Let’s keep our model as is for now, and choose a final model based on AUC. We can use select_best() to find the best AUC and then update our workflow lasso_wf with this value.

best_auc <- lasso_grid %>%
  select_best("roc_auc")

best_auc %>% 
  kable() %>% 
  kable_styling(bootstrap_options = "striped", 
                full_width = F, 
                position = "left")
penalty .config
0.0088862 Model32
final_lasso <- finalize_workflow(lasso_wf, best_auc) #functions take a list or tibble of tuning parameter values and update objects with those values

final_lasso
## == Workflow ==================================================
## Preprocessor: Recipe
## Model: logistic_reg()
## 
## -- Preprocessor ----------------------------------------------
## 5 Recipe Steps
## 
## * step_tokenize()
## * step_stopwords()
## * step_tokenfilter()
## * step_tfidf()
## * step_normalize()
## 
## -- Model -----------------------------------------------------
## Logistic Regression Model Specification (classification)
## 
## Main Arguments:
##   penalty = 0.00888623816274339
##   mixture = 1
## 
## Computational engine: glmnet

This is the tuned workflow.

To find the most important variables we can use the vip package

library(vip)

final_lasso %>% 
  fit(review_train) %>%
  pull_workflow_fit() %>%
  vi(lambda = best_auc$penalty) %>%
  group_by(Sign) %>%
  top_n(20, wt = abs(Importance)) %>%
  ungroup() %>%
  mutate(
    Importance = abs(Importance),
    Variable = str_remove(Variable, "tfidf_text_"),
    Variable = fct_reorder(Variable, Importance)
  ) %>%
  ggplot(aes(x = Importance, y = Variable, fill = Sign)) +
  geom_col(show.legend = FALSE) +
  facet_wrap(~Sign, scales = "free_y") +
  labs(y = NULL)+
  theme_minimal()


Model test.

Finally, let’s return to our test data. The tune package has a function last_fit() which is nice for situations when you have tuned and finalized a model or workflow and want to fit it one last time on your training data and evaluate it on your testing data. You only have to pass this function your finalized model/workflow and your split.
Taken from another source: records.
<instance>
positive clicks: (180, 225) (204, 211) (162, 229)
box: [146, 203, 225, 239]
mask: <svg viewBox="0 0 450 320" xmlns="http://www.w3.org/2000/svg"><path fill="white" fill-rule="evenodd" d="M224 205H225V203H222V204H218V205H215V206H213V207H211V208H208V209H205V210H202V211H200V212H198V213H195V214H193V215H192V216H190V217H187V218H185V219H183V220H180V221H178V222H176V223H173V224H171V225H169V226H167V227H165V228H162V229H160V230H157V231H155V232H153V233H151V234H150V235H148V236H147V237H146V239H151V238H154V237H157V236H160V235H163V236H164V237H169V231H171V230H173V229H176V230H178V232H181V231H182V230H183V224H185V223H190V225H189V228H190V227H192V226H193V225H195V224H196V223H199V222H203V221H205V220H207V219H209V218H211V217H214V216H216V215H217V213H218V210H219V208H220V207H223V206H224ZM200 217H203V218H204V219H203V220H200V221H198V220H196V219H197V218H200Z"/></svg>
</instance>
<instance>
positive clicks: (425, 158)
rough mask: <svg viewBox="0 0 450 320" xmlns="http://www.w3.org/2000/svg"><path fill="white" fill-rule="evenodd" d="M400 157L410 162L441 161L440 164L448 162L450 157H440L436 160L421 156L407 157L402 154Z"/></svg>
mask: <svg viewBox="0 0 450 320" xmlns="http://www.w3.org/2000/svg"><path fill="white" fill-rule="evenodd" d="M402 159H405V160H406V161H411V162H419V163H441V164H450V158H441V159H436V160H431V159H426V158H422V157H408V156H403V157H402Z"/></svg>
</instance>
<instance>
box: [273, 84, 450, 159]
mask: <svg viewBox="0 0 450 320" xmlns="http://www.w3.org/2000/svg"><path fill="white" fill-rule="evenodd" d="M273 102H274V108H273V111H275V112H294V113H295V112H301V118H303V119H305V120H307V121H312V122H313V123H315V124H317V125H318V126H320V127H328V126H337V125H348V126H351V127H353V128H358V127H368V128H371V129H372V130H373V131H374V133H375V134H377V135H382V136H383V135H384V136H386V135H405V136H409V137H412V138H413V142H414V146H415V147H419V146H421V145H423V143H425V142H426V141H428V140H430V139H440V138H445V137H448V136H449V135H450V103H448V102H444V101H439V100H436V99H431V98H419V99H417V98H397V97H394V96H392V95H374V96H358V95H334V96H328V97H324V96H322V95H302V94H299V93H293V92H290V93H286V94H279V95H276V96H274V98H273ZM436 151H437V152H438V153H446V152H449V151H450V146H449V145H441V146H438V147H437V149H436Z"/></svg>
review_final <- last_fit(final_lasso, review_split)

review_final %>%
  collect_metrics()%>% 
  kable() %>% 
  kable_styling(bootstrap_options = "striped", 
                full_width = F, 
                position = "left")
.metric .estimator .estimate
accuracy binary 0.8918558
roc_auc binary 0.9414445

No overfit during our tuning process, and the overall accuracy is not bad. Let’s create a confusion matrix for the testing data.

review_final %>%
  collect_predictions() %>%
  conf_mat(rating, .pred_class)
##           Truth
## Prediction bad good
##       bad  449   55
##       good  26  219

Although our overall accuracy isn’t so bad, we find that it is easier to detect the negative reviews than the positive ones.